The headline, sadly, missed the point of the story – which praised cranberries for avoiding creating antibiotic-resistant bacteria. This short story raises some confusing questions about the risk vs. benefits for women who seek a way to prevent urinary tract infections. But the topic’s complexity is not easily stuffed into a change-purse sized story.
The story also mixes in treatment with prevention. Additionally, it does not point out that only women with frequent infections are candidates for preventive doses of antibiotics.
American women and health insurers spend more than $1 billion each year on urinary tract infections, according to a 2005 report by the University of Michigan. This is from an estimated 7 million office visits.
The choice of any antibiotic, and the way patients interact with primary physicians, can have enormous impact on our society’s costs and each patient’s health. Ineffective treatment at the beginning of symptoms may lead to repeated courses of antibiotics, and this is a drain on both the patient and society. Likewise, the issue of resistant bacteria from ineffective or overuse of antibiotics is also a threat to the community.
This story raises complex questions but does not give us conclusive evidence or provide analysis of the one small study being reported.
The story does not discuss costs and does not examine the relative price of different avenues for urinary health and prevention of infections by women. An important element of cost for these regimens is that women choosing cranberry extract can do so without a physician visit or prescription. Antiobiotics require both of those, with the associated costs (high).
The story’s discussion of benefit was confusing. The headline says “antibiotics beat cranberries” but the lead sentence states that cranberry treatment may be “the best approach” for a woman worried about antibiotic-resistant bacteria.
It’s good that the story included the absolute rates (4% vs. 1.8%) and we already know the number in each group. The story should have noted that there was no placebo group.

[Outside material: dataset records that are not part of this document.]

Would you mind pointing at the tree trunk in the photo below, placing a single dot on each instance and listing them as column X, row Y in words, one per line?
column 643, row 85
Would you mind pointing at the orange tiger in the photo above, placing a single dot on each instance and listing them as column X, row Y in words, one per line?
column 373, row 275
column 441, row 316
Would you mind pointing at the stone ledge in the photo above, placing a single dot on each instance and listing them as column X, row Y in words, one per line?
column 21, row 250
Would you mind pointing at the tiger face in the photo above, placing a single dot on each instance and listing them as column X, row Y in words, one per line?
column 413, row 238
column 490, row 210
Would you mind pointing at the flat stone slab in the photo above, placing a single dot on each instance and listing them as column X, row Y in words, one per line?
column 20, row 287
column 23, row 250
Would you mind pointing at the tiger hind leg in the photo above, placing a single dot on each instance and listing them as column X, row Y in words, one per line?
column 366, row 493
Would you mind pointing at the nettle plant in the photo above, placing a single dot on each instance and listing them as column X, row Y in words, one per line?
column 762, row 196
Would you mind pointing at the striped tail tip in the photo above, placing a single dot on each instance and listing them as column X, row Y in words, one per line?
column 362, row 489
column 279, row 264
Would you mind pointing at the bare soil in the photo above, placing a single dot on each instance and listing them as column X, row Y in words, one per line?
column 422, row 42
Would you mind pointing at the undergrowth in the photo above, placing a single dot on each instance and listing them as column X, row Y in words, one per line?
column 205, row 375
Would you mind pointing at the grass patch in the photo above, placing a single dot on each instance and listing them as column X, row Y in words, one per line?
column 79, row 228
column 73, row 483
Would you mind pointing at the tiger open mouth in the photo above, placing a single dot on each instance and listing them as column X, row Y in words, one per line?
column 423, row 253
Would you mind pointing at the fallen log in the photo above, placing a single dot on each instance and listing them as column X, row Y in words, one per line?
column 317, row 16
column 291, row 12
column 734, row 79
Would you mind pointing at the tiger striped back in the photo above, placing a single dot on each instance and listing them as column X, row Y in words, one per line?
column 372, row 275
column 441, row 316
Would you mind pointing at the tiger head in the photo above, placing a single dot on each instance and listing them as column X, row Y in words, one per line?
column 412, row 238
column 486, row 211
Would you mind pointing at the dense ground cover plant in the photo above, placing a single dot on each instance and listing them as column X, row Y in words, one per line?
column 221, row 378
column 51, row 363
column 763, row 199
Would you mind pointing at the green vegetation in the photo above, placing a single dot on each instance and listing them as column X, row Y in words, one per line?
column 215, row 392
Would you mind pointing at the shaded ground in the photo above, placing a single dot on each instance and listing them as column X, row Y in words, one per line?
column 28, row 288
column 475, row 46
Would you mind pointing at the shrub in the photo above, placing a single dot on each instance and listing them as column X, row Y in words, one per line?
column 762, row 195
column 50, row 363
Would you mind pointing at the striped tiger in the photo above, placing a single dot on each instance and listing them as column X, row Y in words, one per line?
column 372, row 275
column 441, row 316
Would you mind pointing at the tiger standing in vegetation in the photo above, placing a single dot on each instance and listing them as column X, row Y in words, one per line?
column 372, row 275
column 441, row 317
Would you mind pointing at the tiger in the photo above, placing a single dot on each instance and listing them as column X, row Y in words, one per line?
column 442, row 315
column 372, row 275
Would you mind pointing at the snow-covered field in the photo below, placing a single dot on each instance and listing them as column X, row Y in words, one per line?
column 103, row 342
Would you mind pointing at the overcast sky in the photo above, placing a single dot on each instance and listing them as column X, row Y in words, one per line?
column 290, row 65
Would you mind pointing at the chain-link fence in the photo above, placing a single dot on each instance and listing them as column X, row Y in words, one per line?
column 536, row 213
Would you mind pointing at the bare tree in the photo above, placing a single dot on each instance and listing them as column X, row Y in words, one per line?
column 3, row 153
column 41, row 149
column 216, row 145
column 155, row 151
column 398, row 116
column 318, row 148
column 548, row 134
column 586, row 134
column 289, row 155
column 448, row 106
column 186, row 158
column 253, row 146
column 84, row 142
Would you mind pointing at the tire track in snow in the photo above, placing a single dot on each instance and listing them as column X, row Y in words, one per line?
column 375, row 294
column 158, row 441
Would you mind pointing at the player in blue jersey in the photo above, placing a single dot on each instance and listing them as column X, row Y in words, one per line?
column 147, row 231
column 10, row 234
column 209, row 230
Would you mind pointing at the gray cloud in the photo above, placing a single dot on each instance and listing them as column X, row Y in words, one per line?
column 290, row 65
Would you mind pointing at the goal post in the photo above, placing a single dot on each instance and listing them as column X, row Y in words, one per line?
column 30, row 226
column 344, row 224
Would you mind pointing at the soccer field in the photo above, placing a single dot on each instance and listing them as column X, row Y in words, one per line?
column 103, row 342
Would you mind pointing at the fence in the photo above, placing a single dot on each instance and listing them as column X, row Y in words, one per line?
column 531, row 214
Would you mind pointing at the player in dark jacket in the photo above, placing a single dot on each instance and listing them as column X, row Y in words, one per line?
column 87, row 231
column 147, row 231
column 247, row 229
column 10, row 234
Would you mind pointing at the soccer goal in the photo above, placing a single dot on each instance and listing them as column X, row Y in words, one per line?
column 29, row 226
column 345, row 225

We don’t know if cranberry prevented UTI, because we don’t know the baseline rate in the population (the study was probably too small to pick up modest differences anyway).
Because of the awkward and confusing beginning, we give this an unsatisfactory score.
This short story does raise one potential harm – what happens if women interpret this research to mean they should dose themselves with cranberry and fail to report symptoms to their doctors?
However, we aren’t thrilled with the inadequate overall discussion. One could check Medlineplus as a source of additional harm of any supplements. There is a possible increased risk of kidney stones and medication interaction with the anticoagulant coumadin.
The story barely meets this standard. It does give us the small number of patients in this research study (221 women) and it does give some data about the resistant bacteria samples taken from each arm of patients. We would have liked to see an outside expert address the quality of the study itself.
This story avoids exaggerating the discomfort or dangers of urinary tract infections.
The story appears to use one independent source.
We aren’t given much context about urinary infections, in general, and how they are routinely prevented vs. what this research suggests might be an alternative. Two common methods for prevention include drinking plenty of water and frequently emptying the bladder.
The story discussed cranberry capsule supplements, but never discussed their availability. Maybe that’s common knowledge to some folks, but not to all. We’ll rule it Not Applicable.
There is nothing novel about cranberry capsules, and the story makes no such claim.
The story does not appear to rely on a single source.